The prophet Elijah, the famous, if elusive Passover seder guest, is not as well known for his slaughter of pagan prophets. The Book of I Kings (18:40) records such an incident. King Ahab and his wife, Jezebel, sought to exact revenge for this deed, which caused Elijah to flee to the desert where he had several supernatural encounters (I Kings 19:1-12). The most dramatic and powerful of these occurred when God commanded Elijah to stand at a nearby mountain:

And lo, the Lord passed by. There was a great and mighty wind, splitting mountains and shattering rocks by the power of the Lord; but the Lord was not in the wind. After the wind — an earthquake; but the Lord was not in the earthquake. After the earthquake — fire; but the Lord was not in the fire. And after the fire — a still, small voice.

In awesome displays of nature that should have provided potent evidence of God, God was absent. But in the quiet of the cold desert night, the still, small voice issued forth from the wilderness. Thus, the biblical author suggests that individuals often look in the wrong places when seeking God in thunder, lightning, gale-force winds, violent temblors and cataclysmic cosmic events.

Examine the biblical accounts of the matriarchs and patriarchs, and more often than not they received affirmation of God's presence in the most stark, desolate places, often when least expected. No Cecil B. DeMille-type theatrics announce God's momentary break into time and history; they simply occur in the stillness of the barren desert.

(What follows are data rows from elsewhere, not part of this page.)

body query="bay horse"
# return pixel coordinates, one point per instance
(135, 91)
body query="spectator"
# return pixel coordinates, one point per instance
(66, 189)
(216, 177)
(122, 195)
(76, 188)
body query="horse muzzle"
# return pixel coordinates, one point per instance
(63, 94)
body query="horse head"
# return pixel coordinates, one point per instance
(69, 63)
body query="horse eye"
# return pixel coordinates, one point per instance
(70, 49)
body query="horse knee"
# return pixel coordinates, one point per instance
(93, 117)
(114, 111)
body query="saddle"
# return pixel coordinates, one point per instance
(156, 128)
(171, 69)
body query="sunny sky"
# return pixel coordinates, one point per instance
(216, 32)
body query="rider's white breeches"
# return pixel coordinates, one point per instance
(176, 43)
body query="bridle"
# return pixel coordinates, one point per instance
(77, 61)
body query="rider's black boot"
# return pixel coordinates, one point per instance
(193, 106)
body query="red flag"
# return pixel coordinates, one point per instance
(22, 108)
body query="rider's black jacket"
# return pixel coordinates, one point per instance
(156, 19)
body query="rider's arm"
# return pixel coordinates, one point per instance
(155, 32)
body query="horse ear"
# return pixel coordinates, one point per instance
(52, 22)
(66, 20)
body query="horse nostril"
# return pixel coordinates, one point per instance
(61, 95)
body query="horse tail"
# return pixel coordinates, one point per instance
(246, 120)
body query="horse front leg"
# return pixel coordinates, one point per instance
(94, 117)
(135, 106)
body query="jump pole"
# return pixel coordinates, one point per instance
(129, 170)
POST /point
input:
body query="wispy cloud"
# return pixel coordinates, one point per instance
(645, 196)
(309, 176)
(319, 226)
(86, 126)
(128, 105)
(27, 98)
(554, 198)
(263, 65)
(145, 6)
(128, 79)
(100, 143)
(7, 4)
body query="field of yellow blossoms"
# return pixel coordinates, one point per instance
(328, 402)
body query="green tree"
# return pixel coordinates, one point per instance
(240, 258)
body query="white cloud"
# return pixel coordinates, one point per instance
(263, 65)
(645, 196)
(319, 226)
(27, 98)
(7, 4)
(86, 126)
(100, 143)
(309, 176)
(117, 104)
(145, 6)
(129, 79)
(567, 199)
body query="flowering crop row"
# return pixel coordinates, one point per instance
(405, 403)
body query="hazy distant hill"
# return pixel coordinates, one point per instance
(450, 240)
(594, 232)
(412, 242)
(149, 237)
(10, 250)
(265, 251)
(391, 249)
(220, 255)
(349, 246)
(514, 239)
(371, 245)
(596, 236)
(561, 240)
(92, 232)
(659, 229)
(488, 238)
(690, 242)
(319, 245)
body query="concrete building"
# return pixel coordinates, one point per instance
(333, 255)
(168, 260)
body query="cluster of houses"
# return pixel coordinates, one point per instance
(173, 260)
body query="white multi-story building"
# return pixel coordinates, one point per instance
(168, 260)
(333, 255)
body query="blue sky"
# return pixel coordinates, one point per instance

Bemidbar, this week's Torah portion, means "in the wilderness." It is also the Hebrew name of the Book of Numbers, which deals with the desert experience of the emerging Israelite nation. The desert-wandering Israelites are known in Jewish tradition as Dor haMidbar, the wilderness generation. This is a pejorative term for our ancestors doomed to live out their lives wandering from place to place, without ever entering the Promised Land, because they sought the divine in a golden idol rather than in the stillness of the desert wasteland.

Nevertheless, Bemidbar sets the tone for later biblical notables to find the presence of God in the desert. For example, Jonah, fleeing from God, sought refuge in the desert under the shade of a miraculous vine that grew up and perished in a single night. It was there that this reluctant prophet acceded to God's prophetic call.

Moses escaped to the desert when he feared retribution for having killed an Egyptian taskmaster. In that uninhabited wilderness, he sighted the unconsumed fiery bush and received his unexpected, unwanted call. Centuries later, ascetic Shimon bar Yohai fled the Roman rulers and lived in a desert cave for 12 years, where he became the progenitor of mystical tradition.

The Essenes, the writers of the Dead Sea Scrolls, moved their entire community to Qumran on the shores of the Dead Sea in the unrealized hope that they might live peacefully, far away from the oppressive Romans. They sought to commune with God, carefully recorded their theology on parchment and then vanished forever.

How much like the Dor haMidbar we modern Jews are! We often feel that we have lost the way and we start our search again and again. Sometimes, rare though it may be, we are privileged to hear the voice of God — not in the thunder, wind, lightning or earthquake — but in a still, small voice. If we are among the lucky few, we may feel the tug that Elijah felt, an allure best described by Denise Levertov's poem entitled "The Thread," in which: "Something is very gently,/ invisibly, silently,/ pulling at me — a thread/ or a net of threads/ finer than cobweb and as/ elastic."

No matter where we may live, we are all desert wanderers who hope to stand in the shoes of Elijah, at least for one rare moment, to hear the still, small voice that calls to us, but which is heard only by an extraordinarily few seekers.